Troubled architect Will Alsop was hit by another blow this week when a second key director quit to set up his own practice.
A second director has quit Alsop Architects a week after the practice was forced to go into receivership, selling 40% of the practice to London venture capitalist R Capital. R Capital provided an unspecified cash injection to keep the firm running.
Christophe Egret departed to set up his own firm immediately after the news was announced. Now David West, the head of masterplanning and urban design at Alsop & Partners, has left to do the same.
Although West did not sit on the board, he was one of Alsop’s more recognisable faces.
His work included some of Alsop’s more attention-grabbing schemes, such as a plan to turn the Yorkshire town of Barnsley into a “Tuscan hill fort” and the plan to create a huge urban lake in the centre of Bradford.
When West left he was working on Alsop’s big masterplan for Middlehaven in the Tees Valley and on a submission for a competition to regenerate the centre of Salford in Manchester.

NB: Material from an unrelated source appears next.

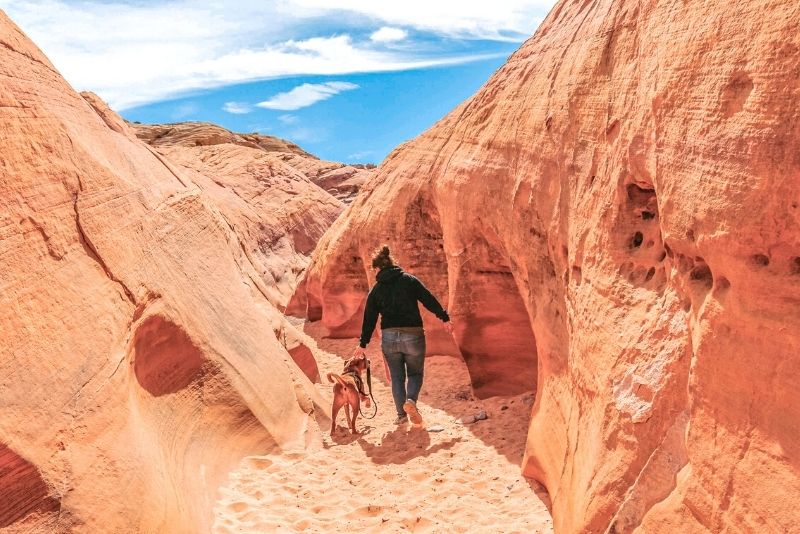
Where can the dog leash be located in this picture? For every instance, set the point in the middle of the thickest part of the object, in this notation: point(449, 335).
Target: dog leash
point(369, 387)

The responsibility for Alsop’s big masterplanning projects has been handed to project architect Rupert Goddard.
West, who had been at the firm for four years, said he had been planning to set up on his own for a year but had been prompted to make a clean break by the restructuring.
He said: “I turned 30 two months ago and it was a defining moment when I decided what I wanted to do. I’ve been at Alsop’s for four years and I had to decide whether I was 100% in or out.”
West aims to set up a firm with a fellow architect and to work on architecture and urban design schemes.
Alsop Architects hit a high point of 120 staff last year but was forced to make redundancies because of setbacks such as the cancellation of the Fourth Grace in Liverpool.
It shed 25 jobs during the summer. Managing director James Allen also left the firm.
Under the revised structure, Alsop Design Limited, a new company, will trade as Alsop & Partners. Alsop, R Capital and two current directors, Stephen Pimbley and Colin Gilmore-Merchant, will be in control.
Alsop & Partners said there would be no further redundancies, and that all staff would be retained under the same conditions as they had before. The practice now has 60 staff.
In a statement the firm said it would be concentrating more on North American markets and the Far East. A spokesperson for Alsop added that Alsop & Partners had been awarded new work in Toronto and Montreal, and that Will Alsop had been on a tour there in recent weeks to look for work.